The Irish government is not happy that Apple has to pay taxes. Rather, they fear that foreign investors will withdraw.
Dublin Taz | Ireland would gladly have given up this windfall. The European Court of Justice (ECJ) ruled Tuesday that Apple must pay €13 billion in back taxes, ending an eight-year legal battle. In 2016, the Irish government, along with Apple, opposed the European Commission’s decision to pay back taxes, citing concerns about future U.S. investment.
The government is now trying to control the outcome of the ruling. She argues that the Apple ruling is an old issue that is “only historically important.” Ireland has now joined international tax agreements and introduced changes to the rules, including in the area of data protection.
But the court’s ruling that Ireland had violated the rules and given Apple illegal state aid is, to say the least, disconcerting.

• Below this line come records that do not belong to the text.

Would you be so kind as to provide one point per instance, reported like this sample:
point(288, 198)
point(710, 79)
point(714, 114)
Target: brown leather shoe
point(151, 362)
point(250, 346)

Ultimately, it has deprived some of the world’s poorest countries of much-needed revenue. In 2003, Apple gave Ireland just 1%, and in 2014 it was just 0.005%, or €50 per million of profits.
Government officials described the ruling as “a blow to the attractiveness of Ireland for foreign direct investment.” About a thousand American companies, including eBay, Facebook, X, Dropbox, Airbnb, Pfizer, Intel, Paypal, Google and Apple, have their European headquarters in Dublin. They generate almost half of the country’s gross domestic product.
Further criticism of Irish tax practices
The European Court of Justice’s decision could impact future investment decisions by U.S. companies, as Europe competes with other markets and companies will consider the possibility of retroactive rulings when making decisions.
However, Chancellor Jack Chambers dismissed concerns that the EU Commission would pursue the historic case further in Ireland. Ireland, he said, was “consistent with the multilateral system within the EU and the OECD” and had made “constructive contributions” to international corporate tax reform in recent years. Tax experts say the ruling is unlikely to have any impact on Ireland’s existing corporate tax system.
But EU competition commissioner Margrethe Vestager said despite the reforms, “aggressive corporate tax planning remains widespread.” She singled out Ireland, the Netherlands, Belgium and Luxembourg as four EU countries that continue to play a central role in profit-shifting for multinationals.
She added that the pace of investigations into these companies must be accelerated. “Otherwise, we will always be slower because it is quick to break the law but slow to prove that someone broke the law,” she said.